Robert L. Vogel, North Dakota Supreme Court

Vogel graduated from Bismarck High School in 1935. He earned his undergraduate degree from the University of North Dakota in 1939 and his law degree from William Mitchell College of Law (then the Minneapolis-Minnesota College of Law) in 1942. He was admitted to both the Minnesota and North Dakota Bars. He married Elsa Mork in 1942. He was in private practice in Garrison, North Dakota from 1943 to 1948, at which time he was elected McLean County States Attorney. In 1954, President Dwight Eisenhower appointed him U.S. Attorney for the District of North Dakota, a position he held until 1961. Afterward, Vogel became a partner in the eponymous firm of Vogel, Bair, and Brown, located in Mandan, North Dakota. He made an unsuccessful run for Congress the next year as a member of the Democratic/Nonpartisan League.

In 1973, Governor Arthur A. Link appointed Vogel to the North Dakota Supreme Court, and he won a ten-year term in the following year's general election. Despite his win, Vogel resigned from the supreme court four years later to become a professor at the University of North Dakota School of Law. He simultaneously opened the Vogel Law Firm in Grand Forks.

Vogel retired in 1997, and died eight years later on January 28, 2005, in Rochester, Minnesota.

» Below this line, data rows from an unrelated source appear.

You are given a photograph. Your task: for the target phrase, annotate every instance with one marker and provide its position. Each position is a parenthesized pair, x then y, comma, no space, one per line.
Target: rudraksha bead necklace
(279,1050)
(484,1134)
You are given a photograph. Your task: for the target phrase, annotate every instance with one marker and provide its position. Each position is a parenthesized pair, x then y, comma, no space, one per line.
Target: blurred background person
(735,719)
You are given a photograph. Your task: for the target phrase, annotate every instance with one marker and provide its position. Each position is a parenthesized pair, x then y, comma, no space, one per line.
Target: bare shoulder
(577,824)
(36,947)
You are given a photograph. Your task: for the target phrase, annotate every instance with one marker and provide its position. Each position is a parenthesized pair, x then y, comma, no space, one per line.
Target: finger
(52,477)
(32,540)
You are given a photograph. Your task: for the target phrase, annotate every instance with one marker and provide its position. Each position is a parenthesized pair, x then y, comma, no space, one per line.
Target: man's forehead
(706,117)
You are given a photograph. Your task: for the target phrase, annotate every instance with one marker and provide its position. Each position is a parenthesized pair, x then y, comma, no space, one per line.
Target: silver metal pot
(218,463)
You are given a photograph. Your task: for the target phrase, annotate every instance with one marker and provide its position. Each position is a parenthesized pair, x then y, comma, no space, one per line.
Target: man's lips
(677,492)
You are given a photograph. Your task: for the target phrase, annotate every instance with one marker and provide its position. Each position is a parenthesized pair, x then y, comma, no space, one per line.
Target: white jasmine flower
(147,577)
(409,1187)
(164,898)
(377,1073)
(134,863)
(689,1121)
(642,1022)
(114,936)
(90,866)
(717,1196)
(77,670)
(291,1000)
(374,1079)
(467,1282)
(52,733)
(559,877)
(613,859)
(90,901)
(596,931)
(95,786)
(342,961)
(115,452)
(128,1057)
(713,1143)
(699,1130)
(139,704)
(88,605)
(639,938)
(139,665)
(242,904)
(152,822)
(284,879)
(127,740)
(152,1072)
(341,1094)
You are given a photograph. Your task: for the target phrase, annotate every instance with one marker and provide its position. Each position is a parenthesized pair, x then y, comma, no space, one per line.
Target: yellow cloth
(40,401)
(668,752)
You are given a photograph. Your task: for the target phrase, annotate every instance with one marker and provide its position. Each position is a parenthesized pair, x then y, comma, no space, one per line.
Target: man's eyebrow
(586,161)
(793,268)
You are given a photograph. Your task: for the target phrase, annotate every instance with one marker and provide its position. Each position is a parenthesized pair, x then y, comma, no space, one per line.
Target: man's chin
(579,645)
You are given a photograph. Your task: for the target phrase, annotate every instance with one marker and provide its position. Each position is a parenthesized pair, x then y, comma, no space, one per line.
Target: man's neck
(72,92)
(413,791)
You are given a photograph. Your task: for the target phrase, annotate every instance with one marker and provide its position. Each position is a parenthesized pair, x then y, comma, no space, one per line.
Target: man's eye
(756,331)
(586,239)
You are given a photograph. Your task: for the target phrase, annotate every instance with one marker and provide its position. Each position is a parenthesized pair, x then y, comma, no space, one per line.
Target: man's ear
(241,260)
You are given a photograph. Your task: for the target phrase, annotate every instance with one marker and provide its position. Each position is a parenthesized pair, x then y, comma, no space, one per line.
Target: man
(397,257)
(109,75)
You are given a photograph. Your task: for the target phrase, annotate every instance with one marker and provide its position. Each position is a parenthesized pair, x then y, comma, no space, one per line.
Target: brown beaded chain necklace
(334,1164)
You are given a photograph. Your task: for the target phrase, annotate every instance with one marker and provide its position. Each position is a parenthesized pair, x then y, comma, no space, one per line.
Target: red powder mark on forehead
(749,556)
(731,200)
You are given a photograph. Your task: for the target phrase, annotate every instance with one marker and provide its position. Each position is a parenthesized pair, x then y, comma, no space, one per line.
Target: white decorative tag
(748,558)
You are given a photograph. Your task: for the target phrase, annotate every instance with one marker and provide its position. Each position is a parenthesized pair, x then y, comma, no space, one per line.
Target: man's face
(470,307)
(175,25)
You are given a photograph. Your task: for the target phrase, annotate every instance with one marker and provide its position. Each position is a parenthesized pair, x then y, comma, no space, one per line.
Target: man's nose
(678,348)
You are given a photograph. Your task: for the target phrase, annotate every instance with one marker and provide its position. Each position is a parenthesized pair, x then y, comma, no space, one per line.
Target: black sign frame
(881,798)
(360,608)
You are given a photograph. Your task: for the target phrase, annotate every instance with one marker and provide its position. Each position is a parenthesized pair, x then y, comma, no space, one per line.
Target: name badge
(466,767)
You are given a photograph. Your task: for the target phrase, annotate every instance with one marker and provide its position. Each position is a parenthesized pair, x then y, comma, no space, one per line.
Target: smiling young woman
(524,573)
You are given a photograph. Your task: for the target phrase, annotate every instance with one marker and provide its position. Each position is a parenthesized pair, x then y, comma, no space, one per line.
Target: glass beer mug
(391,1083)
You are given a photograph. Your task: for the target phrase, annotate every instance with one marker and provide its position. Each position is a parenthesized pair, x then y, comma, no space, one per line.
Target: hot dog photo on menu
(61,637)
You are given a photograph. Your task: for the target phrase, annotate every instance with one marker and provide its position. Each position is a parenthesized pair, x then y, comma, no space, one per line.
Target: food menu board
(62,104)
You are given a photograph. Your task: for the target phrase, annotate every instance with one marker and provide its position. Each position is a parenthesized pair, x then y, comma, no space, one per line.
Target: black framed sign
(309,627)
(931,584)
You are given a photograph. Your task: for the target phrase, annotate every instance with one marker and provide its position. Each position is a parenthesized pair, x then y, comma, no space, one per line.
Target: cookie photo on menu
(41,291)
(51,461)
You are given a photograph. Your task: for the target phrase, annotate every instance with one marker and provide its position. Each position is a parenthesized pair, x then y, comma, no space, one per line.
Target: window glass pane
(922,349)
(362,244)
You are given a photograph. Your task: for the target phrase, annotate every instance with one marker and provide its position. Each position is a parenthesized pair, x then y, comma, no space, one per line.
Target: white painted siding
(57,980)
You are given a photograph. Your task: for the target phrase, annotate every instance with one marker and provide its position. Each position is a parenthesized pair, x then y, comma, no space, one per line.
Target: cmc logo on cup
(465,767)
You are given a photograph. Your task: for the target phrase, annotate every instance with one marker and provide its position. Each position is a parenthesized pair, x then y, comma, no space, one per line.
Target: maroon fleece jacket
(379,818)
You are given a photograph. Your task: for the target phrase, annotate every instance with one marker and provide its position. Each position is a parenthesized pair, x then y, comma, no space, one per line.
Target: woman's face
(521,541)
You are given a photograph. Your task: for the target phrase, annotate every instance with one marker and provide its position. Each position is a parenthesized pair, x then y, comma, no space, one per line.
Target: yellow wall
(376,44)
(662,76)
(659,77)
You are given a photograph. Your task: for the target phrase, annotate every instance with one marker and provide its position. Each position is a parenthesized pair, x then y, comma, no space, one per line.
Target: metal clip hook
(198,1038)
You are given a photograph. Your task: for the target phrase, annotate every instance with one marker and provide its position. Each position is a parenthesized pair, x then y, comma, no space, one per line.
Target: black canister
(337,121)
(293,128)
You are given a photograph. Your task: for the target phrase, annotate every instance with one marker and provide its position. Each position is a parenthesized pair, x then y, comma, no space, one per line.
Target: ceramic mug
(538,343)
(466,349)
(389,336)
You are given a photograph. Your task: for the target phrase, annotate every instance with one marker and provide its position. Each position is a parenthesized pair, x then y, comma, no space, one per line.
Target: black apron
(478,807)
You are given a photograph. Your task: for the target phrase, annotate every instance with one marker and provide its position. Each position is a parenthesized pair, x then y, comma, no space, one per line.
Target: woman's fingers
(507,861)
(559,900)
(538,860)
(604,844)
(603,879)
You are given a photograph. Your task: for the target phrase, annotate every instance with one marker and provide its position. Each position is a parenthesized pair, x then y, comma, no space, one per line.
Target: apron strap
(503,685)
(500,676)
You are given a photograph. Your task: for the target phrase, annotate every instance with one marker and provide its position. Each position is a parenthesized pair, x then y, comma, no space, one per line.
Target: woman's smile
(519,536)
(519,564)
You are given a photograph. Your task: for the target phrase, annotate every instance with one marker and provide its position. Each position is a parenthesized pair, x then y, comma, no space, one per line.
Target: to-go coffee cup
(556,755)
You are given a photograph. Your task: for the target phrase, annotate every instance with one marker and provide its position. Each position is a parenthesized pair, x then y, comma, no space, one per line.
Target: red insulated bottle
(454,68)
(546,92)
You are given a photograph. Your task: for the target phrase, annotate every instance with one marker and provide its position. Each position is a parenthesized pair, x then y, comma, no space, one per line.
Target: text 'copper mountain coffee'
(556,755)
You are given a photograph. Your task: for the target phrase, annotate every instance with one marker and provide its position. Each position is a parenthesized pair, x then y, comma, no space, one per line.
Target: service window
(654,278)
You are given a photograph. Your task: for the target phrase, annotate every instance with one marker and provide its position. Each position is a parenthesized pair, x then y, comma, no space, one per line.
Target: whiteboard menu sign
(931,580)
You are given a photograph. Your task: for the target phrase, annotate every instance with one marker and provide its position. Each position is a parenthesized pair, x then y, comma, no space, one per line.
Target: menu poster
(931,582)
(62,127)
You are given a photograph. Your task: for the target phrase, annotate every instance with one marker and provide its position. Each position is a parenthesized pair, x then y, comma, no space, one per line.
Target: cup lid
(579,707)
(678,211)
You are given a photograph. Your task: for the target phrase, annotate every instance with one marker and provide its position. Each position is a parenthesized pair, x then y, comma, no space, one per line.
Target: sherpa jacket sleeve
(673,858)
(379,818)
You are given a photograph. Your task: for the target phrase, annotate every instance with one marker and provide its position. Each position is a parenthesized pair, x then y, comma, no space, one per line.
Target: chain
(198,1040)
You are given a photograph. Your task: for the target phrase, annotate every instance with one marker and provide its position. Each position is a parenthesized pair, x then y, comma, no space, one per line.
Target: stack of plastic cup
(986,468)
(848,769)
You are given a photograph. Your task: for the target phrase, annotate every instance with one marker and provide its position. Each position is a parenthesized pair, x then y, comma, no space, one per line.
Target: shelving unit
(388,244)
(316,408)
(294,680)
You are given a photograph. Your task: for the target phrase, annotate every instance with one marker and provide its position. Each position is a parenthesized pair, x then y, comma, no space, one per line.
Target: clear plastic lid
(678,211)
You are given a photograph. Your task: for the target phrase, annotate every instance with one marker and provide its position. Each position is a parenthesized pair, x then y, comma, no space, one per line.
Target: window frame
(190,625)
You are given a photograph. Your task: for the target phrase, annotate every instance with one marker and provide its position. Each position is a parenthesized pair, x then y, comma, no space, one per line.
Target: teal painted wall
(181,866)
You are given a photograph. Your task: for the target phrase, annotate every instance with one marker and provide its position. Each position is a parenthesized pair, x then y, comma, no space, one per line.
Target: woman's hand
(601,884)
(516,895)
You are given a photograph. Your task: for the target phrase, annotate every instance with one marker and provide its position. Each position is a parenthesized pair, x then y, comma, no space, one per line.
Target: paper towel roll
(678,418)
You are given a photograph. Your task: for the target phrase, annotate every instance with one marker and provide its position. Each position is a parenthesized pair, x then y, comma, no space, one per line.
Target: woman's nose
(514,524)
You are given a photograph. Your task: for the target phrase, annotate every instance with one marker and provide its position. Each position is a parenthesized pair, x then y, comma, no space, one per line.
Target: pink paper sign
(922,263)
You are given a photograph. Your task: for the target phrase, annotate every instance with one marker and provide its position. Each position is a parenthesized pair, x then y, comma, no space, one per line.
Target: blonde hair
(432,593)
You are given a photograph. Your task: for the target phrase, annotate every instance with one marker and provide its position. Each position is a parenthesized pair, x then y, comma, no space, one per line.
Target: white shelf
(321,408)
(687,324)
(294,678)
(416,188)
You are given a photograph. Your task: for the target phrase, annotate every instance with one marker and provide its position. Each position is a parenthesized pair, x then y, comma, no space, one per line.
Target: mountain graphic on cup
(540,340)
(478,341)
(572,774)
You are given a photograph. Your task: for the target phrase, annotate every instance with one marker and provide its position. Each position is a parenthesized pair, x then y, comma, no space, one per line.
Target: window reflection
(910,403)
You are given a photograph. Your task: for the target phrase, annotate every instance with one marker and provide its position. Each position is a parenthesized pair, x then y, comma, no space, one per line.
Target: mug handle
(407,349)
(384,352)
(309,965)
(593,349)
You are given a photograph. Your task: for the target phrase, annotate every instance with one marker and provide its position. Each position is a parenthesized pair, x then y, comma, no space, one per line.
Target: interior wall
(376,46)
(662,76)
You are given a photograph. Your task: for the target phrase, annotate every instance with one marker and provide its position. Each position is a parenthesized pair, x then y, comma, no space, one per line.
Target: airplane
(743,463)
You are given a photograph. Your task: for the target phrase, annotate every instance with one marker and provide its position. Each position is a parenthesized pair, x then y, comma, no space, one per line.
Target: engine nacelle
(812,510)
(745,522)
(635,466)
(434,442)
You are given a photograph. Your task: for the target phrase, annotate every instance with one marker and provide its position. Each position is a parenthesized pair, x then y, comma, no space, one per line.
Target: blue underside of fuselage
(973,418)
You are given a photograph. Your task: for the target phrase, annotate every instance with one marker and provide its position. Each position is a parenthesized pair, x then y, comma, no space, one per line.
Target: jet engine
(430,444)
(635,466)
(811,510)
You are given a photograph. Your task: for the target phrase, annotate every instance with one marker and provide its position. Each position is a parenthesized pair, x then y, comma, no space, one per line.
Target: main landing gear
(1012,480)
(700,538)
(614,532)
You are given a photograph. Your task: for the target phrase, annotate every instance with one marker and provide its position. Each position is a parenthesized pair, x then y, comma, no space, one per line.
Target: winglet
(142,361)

With his wife of 62 years, Elsa Vogel, he had four children, Mary Vogel Carrick; Sarah Vogel, also an attorney who practices at the Sarah Vogel Law Office, P.C. in Bismarck and formerly North Dakota Commissioner of Agriculture; Frank E. Vogel, Professor of Islamic Law, Harvard Law School; and Robert "Bobby" Vogel of Grand Forks, a lecturer and civil rights advocate for the disabled community.